Fa così il padrone di casa, quando ogni tanto licenzia qualcuno della servitù, tanto per ricordare agli altri dipendenti chi è che comanda. E nella casa degli italiani il padrone è il popolo, checché ne pensino gli illuminati, gli ottimati, quelli che sognano di consentire il voto solo a chi fa parte della casta degli intellettuali, possibilmente ben schierati col politicamente corretto, il politicamente di moda, la moda imposta da chi vuole trarne vantaggio a spese di tutti gli altri.
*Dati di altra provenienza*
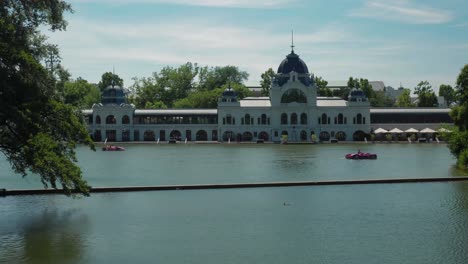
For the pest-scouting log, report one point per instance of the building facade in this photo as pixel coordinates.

Chi ha votato No ha voluto licenziare un capo di cui non si fidava più, se mai se n’era fidato. E ha voluto buttare nel cestino una riforma costituzionale di cui ha capito poco, ma quel poco era l’essenziale: troppi cambiamenti, troppe modifiche, troppe parole per non sentire puzza d’imbroglio.
La gente, anche quella meno preparata sull’ingegneria istituzionale, la gente che si perde davanti a testi lunghi e complicati, che fatica a seguire le spiegazioni di chi la vuole cotta e di chi la vuole cruda, una cosa la capisce sùbito e meglio dei più avveduti costituzionalisti di lungo corso e di quelli improvvisati: la puzza d’imbroglio. Un odore acre che si avverte anche da lontano. E boccia l’imbroglio e rottama chi lo ha proposto.